In May of 2015 my old elementary school, Public School (PS) 110 in lower Manhattan, celebrated its 110-year anniversary. In honor of the occasion, the school published a special commemorative issue featuring “then and now” photos comparing students from 2015 with those of 1905. But what really piqued my interest in the commemorative issue was a two-page article from the May 29th, 1910 edition of the New York Times, which discussed in great detail the student self-government program at PS 110 and how it was turning “foreign children (overwhelmingly Jewish and Italian) into good Americans.” The excerpts below from the Times articles offer great insights into how educators over a century ago were instrumental in making the great Melting Pot.
When the new school building was erected five years ago, the student “government” had been extended, and it served as a great help in solving problems with the foreign students. Classes were formed for defective children, for the blind, and for children who speak no English. These learn our language in a most amazing manner.
“In two to six weeks the foreign children were able to take their place in regular classes,” said Miss Adeline Simpson, the school principal. “The work for defective children also is accomplishing great good. The citizens of the two student governments, boys and girls, have been taught it is wrong to tease them, and any child who does so quickly will have charges preferred by some citizen.”

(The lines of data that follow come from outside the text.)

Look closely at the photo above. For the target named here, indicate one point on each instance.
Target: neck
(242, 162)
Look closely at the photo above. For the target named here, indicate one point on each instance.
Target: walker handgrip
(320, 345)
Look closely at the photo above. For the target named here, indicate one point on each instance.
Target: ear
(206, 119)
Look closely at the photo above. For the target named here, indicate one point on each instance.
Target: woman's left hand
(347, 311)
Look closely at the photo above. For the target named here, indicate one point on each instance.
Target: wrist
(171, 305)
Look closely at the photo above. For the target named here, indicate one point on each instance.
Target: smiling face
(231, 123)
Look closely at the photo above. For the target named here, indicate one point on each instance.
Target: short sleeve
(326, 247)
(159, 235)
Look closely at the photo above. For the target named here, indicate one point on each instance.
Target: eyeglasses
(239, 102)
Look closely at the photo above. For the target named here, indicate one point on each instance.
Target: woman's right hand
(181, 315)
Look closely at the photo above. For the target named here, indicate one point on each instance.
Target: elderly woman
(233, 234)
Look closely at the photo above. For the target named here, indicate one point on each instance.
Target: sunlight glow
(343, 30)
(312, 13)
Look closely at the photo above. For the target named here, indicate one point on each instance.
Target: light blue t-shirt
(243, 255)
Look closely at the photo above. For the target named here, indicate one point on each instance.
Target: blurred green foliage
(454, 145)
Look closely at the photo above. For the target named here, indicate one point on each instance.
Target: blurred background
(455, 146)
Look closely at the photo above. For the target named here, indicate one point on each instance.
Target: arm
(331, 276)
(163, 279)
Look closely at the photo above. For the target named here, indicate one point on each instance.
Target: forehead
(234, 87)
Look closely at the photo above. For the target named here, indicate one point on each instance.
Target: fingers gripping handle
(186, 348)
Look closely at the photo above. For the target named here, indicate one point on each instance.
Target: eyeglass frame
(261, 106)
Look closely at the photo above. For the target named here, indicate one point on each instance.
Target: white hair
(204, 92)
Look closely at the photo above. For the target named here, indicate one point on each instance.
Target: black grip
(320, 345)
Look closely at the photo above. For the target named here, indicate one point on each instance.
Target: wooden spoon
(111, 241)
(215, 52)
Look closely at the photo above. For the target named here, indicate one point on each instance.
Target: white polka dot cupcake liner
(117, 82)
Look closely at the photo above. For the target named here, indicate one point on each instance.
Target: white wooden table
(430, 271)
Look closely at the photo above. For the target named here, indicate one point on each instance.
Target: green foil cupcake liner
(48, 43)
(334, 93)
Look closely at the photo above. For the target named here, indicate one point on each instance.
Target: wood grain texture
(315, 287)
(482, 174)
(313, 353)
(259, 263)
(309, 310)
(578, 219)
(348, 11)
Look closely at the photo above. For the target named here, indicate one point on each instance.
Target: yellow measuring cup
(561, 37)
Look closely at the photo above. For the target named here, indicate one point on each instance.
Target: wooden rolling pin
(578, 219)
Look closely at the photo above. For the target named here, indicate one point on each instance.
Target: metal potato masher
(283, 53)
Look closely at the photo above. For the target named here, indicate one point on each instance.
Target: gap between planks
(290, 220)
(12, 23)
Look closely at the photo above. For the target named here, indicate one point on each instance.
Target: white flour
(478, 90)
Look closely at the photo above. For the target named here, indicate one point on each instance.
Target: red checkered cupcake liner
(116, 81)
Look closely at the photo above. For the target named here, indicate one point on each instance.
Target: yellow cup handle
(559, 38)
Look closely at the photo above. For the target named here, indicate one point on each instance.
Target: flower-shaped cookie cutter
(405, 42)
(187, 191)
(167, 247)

Each student city is governed under a charter modeled on that of New York. In this charter the officers are named, their duties outlined, and the rights and duties of citizens plainly stated. For five years these two student cities have been thriving, and they have changed what was practically an ungovernable student body into one that well might be taken as a model for the city.
The school government, like real governments, is divided into three branches, legislative, executive, and judicial. The judicial branch is the Board of Aldermen, which consists of one member from each “borough,” as the classes are called, elected by the citizens and serving for a school term. The executive branch consists of the mayor, who, to aid him, appoints commissioners of police, health, and public works.
But the most interesting branch of this government is the judicial, power being vested in three judges who are elected by the citizens (students). Before this real tribunal, offenders are arraigned by the District Attorney and his assistant, and no such offender “shall be denied the right of being represented by counsel, or of calling witnesses, or of trial by jury.” The jury consists of two judges of the court and three other citizens. The Chief Justice presides.
Those who read thus far may get the impression that all this detail is supervised by the teachers or the Principal. They are wrong if they have. In no particular way do the teachers or the Principal interfere with the government except that the latter may pardon offenders, mitigate sentences of the court, or veto laws passed. It is interesting to note that never has the Principal done so.
Today, the student body of PS 110 consists of a disproportionately large immigrant population from all over the world – Philippines, Ukraine, Latin America, Bosnia, Afghanistan, China, Korea, Guyana, and the Caribbean. But in 2015 the PS 110 Principal boasts – not of making good Americans out of these students – but rather making them “citizens of the world,” whatever the heck that means.
They say that the definition of insanity is doing the same thing over and over again when you know the result will not change. To that I would like to add my definition of stupidity: the replacement of the proven processes and methods that worked well in the past for things which do not work well today, such as multiculturalism and bi-lingual education. Given this tendency to eschew the successful approaches used so effectively by earlier generations of educators, is it any wonder we have college students who do not understand our Constitution, the First Amendment, or the workings of American federalism, and who demand protection from “microaggression”?